The grammar is ambiguous. The word $abbabb$ can be derived in at least 3 ways:
$$S \Rightarrow SaSMSM \Rightarrow^2 SaMM \Rightarrow SaSMSMaMM \Rightarrow^7 abbabb,$$
$$S \Rightarrow SaSMSM \Rightarrow^2 aSMM \Rightarrow aSMSMSaMM \Rightarrow^7 abbabb,$$
$$S \Rightarrow SaSMSM \Rightarrow^2 aMSM \Rightarrow aMSMSaSMM \Rightarrow^7 abbabb.$$
I found this by thinking about how words in the language might be parsed. My first observation was that if a word ends with $a$, the derivation must have started with the last rule for $S$. If it ends with $b$ or $c$ one of the other non-$\epsilon$-rules must have been used in the first step.

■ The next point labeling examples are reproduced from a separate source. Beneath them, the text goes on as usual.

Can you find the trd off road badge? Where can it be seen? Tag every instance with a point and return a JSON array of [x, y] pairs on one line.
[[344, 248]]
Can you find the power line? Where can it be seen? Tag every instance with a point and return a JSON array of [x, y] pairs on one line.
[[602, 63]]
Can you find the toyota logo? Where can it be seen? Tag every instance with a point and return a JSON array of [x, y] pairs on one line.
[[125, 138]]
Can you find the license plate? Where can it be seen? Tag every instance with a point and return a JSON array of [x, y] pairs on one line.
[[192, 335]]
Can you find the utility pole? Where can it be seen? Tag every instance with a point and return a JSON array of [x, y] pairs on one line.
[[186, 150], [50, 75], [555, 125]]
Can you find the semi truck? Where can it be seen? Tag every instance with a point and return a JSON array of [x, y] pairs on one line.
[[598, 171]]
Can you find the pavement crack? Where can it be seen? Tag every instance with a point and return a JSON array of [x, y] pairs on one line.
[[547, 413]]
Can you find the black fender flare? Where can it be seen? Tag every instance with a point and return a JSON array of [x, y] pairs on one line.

In order to distinguish these two rules, I looked at the preceding symbol, which is $S$ for both rules. The symbol before that differs again. So if we could uniquely identify the word resulting from the $S$ we could determine the initial rule unambiguously. If we furthermore could uniquely identify which subword results from which symbol of the rule in each case, we would get a procedure that yields a unique parse tree for each word, proving unambiguity.
Alas, I noted that it is not possible to uniquely determine the yield of the rightmost $S$. But now I had a better idea, how an ambiguous word should look like.